Barreda pushed the appeal and says she was told by someone at the comptroller’s office to submit the tax form she typically does not file. When she resubmitted the documentation as part of the appeal, she said the comptroller’s office denied her again and instructed her to submit the form during the regular application period and try again next year. That interaction left a veteran and longtime advocate for school choice feeling dismissed by the system she worked to support.

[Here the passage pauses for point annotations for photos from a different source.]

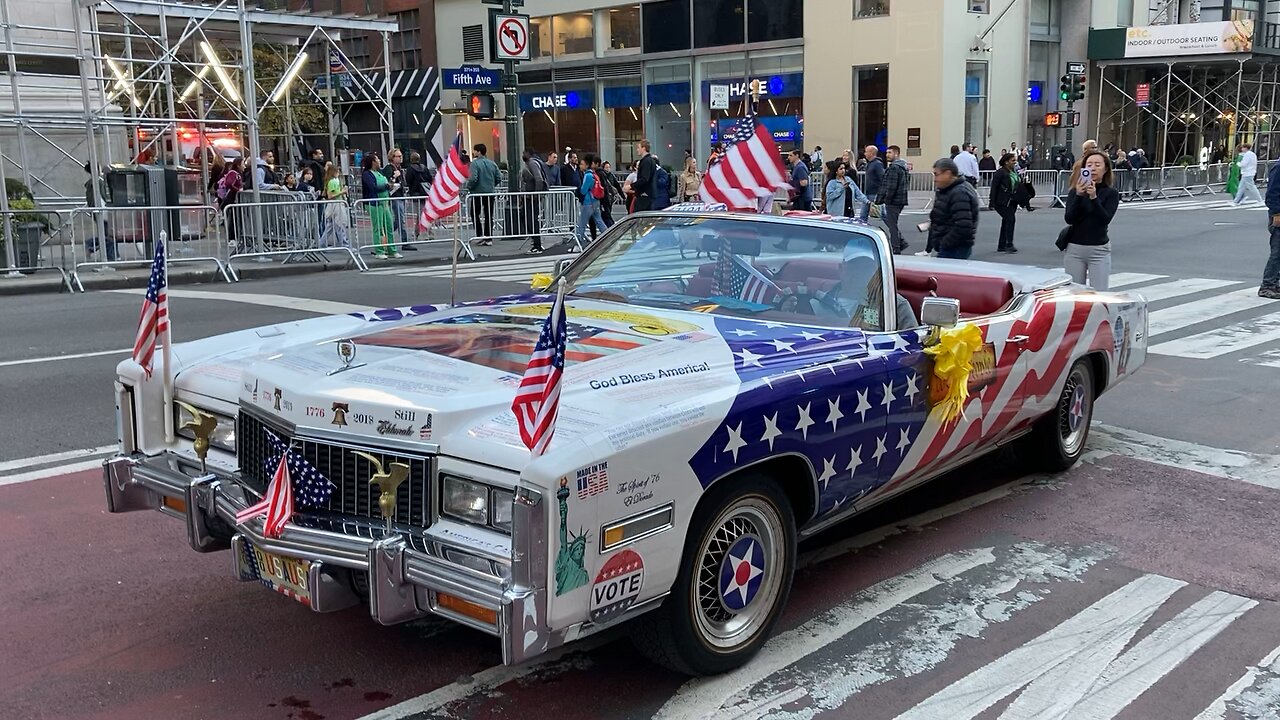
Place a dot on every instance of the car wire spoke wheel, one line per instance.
(739, 573)
(1075, 410)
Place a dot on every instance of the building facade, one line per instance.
(918, 73)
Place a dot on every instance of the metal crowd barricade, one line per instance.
(405, 224)
(37, 236)
(122, 237)
(519, 215)
(287, 224)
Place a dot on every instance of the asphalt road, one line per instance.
(1151, 568)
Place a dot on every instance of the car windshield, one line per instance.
(739, 265)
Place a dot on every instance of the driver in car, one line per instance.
(856, 297)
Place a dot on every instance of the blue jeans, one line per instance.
(956, 253)
(1271, 273)
(590, 212)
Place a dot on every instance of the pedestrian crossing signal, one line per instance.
(480, 105)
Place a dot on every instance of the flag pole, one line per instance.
(453, 272)
(168, 356)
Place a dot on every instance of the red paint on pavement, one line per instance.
(114, 616)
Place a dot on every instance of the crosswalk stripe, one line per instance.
(1120, 682)
(1189, 313)
(1270, 666)
(707, 695)
(1125, 279)
(1077, 646)
(1175, 288)
(1223, 341)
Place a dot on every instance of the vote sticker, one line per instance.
(617, 586)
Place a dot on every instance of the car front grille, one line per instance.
(352, 493)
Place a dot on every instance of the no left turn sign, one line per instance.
(511, 37)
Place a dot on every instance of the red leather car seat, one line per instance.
(978, 295)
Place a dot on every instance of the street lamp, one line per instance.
(195, 83)
(228, 86)
(122, 81)
(295, 68)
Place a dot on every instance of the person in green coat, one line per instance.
(1233, 176)
(375, 185)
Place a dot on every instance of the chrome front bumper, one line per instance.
(403, 583)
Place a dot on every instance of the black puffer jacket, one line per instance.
(894, 185)
(954, 218)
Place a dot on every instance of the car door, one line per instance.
(917, 445)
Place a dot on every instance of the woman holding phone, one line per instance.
(1091, 204)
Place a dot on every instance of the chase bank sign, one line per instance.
(568, 100)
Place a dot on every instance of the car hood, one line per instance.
(448, 377)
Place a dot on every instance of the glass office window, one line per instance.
(575, 117)
(871, 106)
(718, 22)
(538, 118)
(976, 104)
(539, 37)
(572, 35)
(775, 19)
(668, 123)
(620, 27)
(622, 119)
(666, 26)
(781, 106)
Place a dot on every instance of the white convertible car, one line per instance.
(732, 383)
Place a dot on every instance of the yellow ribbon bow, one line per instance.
(952, 363)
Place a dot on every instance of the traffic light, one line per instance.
(1078, 87)
(480, 105)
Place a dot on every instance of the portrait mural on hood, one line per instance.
(503, 342)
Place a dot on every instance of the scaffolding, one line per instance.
(1191, 105)
(160, 64)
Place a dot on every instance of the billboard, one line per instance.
(1191, 39)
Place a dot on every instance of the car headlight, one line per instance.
(476, 502)
(501, 507)
(466, 500)
(223, 436)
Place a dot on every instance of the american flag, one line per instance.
(154, 323)
(593, 479)
(278, 504)
(442, 200)
(750, 168)
(292, 474)
(538, 397)
(737, 278)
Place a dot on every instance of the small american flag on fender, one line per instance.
(536, 402)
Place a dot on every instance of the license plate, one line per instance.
(286, 575)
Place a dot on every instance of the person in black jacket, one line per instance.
(1091, 204)
(892, 195)
(954, 218)
(647, 177)
(1005, 186)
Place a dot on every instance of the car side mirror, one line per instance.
(940, 311)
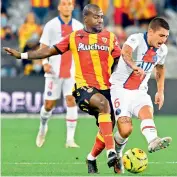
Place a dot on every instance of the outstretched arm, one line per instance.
(37, 54)
(127, 53)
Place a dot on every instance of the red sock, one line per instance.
(105, 126)
(98, 146)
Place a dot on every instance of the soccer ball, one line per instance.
(135, 160)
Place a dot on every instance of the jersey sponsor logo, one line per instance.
(49, 93)
(104, 39)
(95, 46)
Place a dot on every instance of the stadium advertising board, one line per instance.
(25, 95)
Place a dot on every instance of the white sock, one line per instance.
(71, 122)
(148, 129)
(110, 150)
(120, 143)
(90, 157)
(44, 116)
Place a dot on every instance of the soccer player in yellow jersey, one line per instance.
(95, 50)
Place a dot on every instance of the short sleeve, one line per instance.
(63, 45)
(116, 48)
(45, 38)
(133, 41)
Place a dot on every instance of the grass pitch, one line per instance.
(21, 157)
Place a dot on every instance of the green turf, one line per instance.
(21, 157)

“I was one of the people who was calling the governor. I was calling all the legislators, and I was right there, right there with them,” Barreda said, “and so yeah, it really hurt because this was so important to me. … I can’t understand how such an important government program would not allow or give us options for veterans”
From a conservative perspective, the solution is simple: preserve the TEFA funding and expand access, but cut the red tape that keeps eligible families from getting help. Veterans and families with special-needs children deserve a straightforward process that recognizes their paperwork can look different. If the state wants to defend parental choice and opportunity, it needs to fix administrative traps that punish the most vulnerable families who backed the program from day one.